6. Pesan dan Penegasan
Pada tahun 1986 terjadi peristiwa sedih: pesawat antariksa Challenger meledak setelah terbang selama 73 detik. Penyebab utamanya adalah kegagalan komponen kecil yang dikenal dengan Cincin-O. Komponen ini terbuat dari karet yang menyegel sambungan antar segmen badan pesawat. Masalah ini sudah pernah terjadi, tetapi disepelekan. Kisah ini membuka mata bahwa sekecil apa pun unsur dalam bangunan apa pun, tetap berpengaruh besar pada keseluruhan.

Gereja ibarat tubuh yang hidup. Semua anggota tubuh penting. Ada kaitan antar bagian. Gereja bukanlah lembaga yang dijalankan oleh segelintir orang, melainkan tubuh yang hidup karena setiap anggotanya berfungsi. Memang ada yang bertugas sebagai rasul, nabi, penginjil, dan gembala-pengajar - mereka adalah pemimpin dan pengajar. Akan tetapi, jangan dilupakan bahwa yang lain tetap sama pentingnya.

Dalam kehidupan menggereja, orang-orang tertentu, seperti imam dan biarawan biarawati, menjadikan pengabdian kepada Tuhan sebagai panggilan. Sebagian besar yang lain mengabdi Tuhan melalui panggilan hidup mereka. Ayah-ibu mengabdi Tuhan melalui panggilan hidup sebagai orangtua yang baik. Seorang dokter mengabdi Tuhan melalui panggilan hidup di bidang kesehatan. Anak muda mengabdi Tuhan dengan menjadi pemuda yang baik. Kita semua dipanggil untuk mengabdi Tuhan.

Dari situ bisa dikatakan, selain ditentukan oleh kualitas pemimpinnya, pertumbuhan Gereja juga sangat dipengaruhi oleh kontribusi setiap anggota. Gereja menjadi sehat ketika setiap orang menggunakan karunia yang telah Tuhan berikan. Kita masing-masing memiliki peran di dalam tubuh Kristus ini. Peran ini tidak tergantikan. Sebesar atau sekecil apa pun itu, pasti berdampak pada jemaat.

7. Doa Syukur
Saudara sekalian, sekarang marilah kita ungkapkan rasa syukur kita lewat doa spontan sebagai tanggapan atas sabda Tuhan yang telah kita renungkan bersama ............

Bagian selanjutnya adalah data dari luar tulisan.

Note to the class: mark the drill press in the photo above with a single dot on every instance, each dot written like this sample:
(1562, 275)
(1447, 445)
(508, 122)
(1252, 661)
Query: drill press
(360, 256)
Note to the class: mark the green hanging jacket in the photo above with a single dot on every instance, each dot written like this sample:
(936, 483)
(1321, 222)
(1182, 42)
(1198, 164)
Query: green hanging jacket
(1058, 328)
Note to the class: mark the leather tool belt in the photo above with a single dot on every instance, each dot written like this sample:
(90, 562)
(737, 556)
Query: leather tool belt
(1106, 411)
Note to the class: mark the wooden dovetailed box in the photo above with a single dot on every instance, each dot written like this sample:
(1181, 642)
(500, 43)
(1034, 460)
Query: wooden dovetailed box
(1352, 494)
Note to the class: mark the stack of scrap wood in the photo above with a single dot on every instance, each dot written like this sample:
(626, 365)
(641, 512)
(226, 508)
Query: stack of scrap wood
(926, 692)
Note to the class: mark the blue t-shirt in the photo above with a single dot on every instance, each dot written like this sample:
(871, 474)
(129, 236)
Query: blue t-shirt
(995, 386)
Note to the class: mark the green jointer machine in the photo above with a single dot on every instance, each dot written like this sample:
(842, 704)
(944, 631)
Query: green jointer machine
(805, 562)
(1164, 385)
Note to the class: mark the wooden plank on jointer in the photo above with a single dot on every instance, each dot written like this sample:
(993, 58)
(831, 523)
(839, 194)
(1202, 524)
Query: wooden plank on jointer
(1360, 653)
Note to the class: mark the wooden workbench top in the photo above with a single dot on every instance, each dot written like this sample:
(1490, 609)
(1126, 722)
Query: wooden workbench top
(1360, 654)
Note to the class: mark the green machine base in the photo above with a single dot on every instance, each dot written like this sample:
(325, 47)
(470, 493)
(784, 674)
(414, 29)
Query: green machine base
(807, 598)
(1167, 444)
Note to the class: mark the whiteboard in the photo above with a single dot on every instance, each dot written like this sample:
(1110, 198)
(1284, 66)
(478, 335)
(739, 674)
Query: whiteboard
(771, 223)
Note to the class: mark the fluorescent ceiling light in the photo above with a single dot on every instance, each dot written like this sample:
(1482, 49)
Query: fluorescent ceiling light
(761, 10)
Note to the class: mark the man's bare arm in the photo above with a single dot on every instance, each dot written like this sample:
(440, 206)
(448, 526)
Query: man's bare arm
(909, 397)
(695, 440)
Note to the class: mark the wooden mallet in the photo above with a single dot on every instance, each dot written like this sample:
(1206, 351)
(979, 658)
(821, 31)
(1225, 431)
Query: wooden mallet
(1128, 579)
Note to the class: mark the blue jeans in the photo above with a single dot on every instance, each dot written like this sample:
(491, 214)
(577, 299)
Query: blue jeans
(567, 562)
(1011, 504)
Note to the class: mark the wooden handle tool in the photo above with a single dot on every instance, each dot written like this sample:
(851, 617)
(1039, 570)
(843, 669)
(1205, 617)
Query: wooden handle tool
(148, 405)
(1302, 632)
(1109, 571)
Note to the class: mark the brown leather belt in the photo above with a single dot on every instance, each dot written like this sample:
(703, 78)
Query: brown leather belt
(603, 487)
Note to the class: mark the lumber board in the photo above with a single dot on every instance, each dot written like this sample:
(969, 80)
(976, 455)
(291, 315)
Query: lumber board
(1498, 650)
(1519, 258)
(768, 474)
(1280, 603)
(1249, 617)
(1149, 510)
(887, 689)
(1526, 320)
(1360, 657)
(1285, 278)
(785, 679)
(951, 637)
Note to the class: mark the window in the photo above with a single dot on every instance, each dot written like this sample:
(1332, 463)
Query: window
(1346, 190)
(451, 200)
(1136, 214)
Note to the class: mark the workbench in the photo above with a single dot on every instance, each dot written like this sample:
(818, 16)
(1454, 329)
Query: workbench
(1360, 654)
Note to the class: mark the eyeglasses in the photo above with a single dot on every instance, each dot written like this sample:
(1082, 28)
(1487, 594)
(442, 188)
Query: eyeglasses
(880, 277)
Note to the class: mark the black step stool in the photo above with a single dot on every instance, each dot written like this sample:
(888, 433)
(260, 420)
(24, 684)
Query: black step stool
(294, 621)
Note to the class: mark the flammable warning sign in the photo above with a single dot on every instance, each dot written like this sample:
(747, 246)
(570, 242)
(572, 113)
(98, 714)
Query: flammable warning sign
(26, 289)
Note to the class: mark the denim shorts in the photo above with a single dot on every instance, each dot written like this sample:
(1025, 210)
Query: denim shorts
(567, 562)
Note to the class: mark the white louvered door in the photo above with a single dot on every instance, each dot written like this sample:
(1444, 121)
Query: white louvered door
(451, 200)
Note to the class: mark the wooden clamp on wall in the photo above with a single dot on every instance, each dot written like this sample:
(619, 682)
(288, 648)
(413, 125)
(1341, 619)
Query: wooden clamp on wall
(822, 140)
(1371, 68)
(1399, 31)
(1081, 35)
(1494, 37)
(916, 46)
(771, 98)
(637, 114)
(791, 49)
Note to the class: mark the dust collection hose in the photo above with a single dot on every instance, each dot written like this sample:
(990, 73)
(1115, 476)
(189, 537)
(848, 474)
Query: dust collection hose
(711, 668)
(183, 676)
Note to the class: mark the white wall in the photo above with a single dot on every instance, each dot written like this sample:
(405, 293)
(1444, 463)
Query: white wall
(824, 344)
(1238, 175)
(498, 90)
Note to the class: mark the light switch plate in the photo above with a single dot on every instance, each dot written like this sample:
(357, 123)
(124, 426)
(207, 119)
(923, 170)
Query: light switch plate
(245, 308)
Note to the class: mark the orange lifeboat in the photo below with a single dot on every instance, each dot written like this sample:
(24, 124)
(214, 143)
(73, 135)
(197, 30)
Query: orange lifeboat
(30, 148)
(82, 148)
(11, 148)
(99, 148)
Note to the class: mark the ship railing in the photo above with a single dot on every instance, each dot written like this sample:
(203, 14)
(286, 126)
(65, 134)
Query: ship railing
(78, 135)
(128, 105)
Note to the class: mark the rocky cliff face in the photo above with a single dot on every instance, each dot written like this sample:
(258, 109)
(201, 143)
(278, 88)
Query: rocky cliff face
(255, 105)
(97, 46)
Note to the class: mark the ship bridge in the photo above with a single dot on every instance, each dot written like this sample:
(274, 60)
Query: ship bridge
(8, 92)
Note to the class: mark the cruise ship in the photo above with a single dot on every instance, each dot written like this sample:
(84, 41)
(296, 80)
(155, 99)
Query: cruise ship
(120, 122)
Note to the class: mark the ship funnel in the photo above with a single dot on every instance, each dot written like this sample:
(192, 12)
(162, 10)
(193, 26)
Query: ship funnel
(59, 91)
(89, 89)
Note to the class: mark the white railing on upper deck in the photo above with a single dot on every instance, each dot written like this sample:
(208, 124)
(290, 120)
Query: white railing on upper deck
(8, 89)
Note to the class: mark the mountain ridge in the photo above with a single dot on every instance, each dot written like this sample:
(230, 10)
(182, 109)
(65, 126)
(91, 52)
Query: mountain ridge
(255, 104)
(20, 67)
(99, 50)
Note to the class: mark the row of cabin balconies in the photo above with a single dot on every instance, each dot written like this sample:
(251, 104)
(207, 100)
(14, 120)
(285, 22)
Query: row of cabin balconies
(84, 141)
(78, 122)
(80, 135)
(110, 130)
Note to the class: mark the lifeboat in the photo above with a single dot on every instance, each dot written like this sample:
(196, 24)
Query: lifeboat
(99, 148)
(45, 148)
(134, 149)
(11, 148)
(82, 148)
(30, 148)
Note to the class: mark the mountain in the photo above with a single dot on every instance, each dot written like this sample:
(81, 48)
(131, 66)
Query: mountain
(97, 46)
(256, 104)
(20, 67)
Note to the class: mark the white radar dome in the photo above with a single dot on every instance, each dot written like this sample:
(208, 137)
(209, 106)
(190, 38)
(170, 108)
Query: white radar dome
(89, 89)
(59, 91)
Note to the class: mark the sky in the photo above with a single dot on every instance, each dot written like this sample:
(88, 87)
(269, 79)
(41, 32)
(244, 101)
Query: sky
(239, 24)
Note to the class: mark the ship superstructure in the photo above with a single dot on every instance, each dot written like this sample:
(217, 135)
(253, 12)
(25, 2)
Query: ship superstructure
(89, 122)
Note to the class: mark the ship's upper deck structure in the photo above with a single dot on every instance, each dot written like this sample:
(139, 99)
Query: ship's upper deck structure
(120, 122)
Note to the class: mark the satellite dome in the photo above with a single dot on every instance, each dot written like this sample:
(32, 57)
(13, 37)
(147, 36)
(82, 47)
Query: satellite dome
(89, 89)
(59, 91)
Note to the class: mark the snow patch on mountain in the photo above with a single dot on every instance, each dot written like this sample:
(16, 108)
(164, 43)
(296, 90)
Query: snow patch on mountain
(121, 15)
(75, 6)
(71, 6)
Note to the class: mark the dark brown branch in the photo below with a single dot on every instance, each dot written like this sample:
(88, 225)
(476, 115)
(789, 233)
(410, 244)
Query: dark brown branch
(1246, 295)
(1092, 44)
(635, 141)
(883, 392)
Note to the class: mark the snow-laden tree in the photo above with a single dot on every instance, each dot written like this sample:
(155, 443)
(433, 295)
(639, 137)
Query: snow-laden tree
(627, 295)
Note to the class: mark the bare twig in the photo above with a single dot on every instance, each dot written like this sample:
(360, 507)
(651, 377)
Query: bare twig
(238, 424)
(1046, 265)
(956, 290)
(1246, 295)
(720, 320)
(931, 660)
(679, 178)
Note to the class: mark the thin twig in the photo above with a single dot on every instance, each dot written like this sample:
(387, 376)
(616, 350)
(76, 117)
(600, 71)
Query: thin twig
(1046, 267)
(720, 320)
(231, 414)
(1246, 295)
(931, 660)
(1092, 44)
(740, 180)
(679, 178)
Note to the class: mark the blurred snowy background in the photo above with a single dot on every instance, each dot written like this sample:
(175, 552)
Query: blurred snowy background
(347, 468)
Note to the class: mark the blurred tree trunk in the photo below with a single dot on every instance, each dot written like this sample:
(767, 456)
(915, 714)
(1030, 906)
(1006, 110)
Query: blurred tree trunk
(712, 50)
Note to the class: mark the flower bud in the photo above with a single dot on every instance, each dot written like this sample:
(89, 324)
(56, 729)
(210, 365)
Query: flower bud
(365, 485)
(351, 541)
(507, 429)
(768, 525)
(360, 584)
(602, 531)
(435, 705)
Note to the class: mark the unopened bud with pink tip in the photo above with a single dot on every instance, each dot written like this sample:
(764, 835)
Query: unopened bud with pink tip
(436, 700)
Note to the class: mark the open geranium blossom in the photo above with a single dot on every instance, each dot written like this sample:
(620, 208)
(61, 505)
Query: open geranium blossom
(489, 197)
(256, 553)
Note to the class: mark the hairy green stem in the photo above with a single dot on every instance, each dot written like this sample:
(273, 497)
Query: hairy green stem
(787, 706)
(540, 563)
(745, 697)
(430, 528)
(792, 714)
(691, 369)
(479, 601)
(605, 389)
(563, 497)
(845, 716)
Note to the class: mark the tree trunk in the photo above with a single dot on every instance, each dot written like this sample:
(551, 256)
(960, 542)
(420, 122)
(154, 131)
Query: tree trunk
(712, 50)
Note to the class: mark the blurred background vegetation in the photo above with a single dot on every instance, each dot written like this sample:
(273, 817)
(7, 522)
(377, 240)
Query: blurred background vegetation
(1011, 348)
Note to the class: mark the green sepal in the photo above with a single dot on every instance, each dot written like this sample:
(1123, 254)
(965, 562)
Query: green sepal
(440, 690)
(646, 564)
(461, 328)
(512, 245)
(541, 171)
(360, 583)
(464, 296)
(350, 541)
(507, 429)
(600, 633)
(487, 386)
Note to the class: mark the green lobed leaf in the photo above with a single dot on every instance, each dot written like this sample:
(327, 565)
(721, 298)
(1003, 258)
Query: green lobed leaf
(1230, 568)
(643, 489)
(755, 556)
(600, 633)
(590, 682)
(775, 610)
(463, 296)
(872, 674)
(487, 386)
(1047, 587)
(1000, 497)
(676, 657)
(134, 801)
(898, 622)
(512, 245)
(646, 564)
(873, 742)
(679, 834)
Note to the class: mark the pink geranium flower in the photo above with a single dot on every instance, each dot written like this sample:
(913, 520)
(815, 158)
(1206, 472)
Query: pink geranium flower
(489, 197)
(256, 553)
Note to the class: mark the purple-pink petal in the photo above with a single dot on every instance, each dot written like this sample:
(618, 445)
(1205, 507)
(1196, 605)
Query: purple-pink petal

Kita satukan seluruh rasa syukur kita ini dengan doa yang diajarkan oleh Kristus sendiri:
Bapa Kami ............

8. Penutup
Marilah kita berdoa,
Tuhan Yesus Kristus, kami bersyukur atas sabda-Mu yang telah kami renungkan bersama pada hari ini. Melalui Sabda-Mu, Engkau mengajarkan kami bahwa walaupun beragam dalam karunia, tugas, dan pelayanan, kami dipanggil menjadi satu Tubuh di dalam Kristus.

Teguhkanlah persekutuan umat-Mu agar kami mampu hidup dalam kasih, kerendahan hati, kesabaran, dan damai sejahtera. Jauhkanlah kami dari perpecahan, sikap mementingkan diri sendiri, dan perselisihan yang melemahkan persatuan Gereja-Mu.

Bimbinglah kami agar dalam kehidupan keluarga, lingkungan, wilayah, dan paroki, kami semakin mampu saling menerima, saling melayani, dan bersama-sama membangun Gereja sebagai persekutuan umat Allah.
Sebab Engkaulah Tuhan dan Pengantara kami, kini dan sepanjang masa. Amin.

BERKAT PENUTUP
P. Semoga Tuhan beserta kita.
U. Sekarang dan selama-lamanya.
P. Semoga Allah yang maha kuasa memberkati kita semua: Dalam nama Bapa, dan Putra dan Roh Kudus.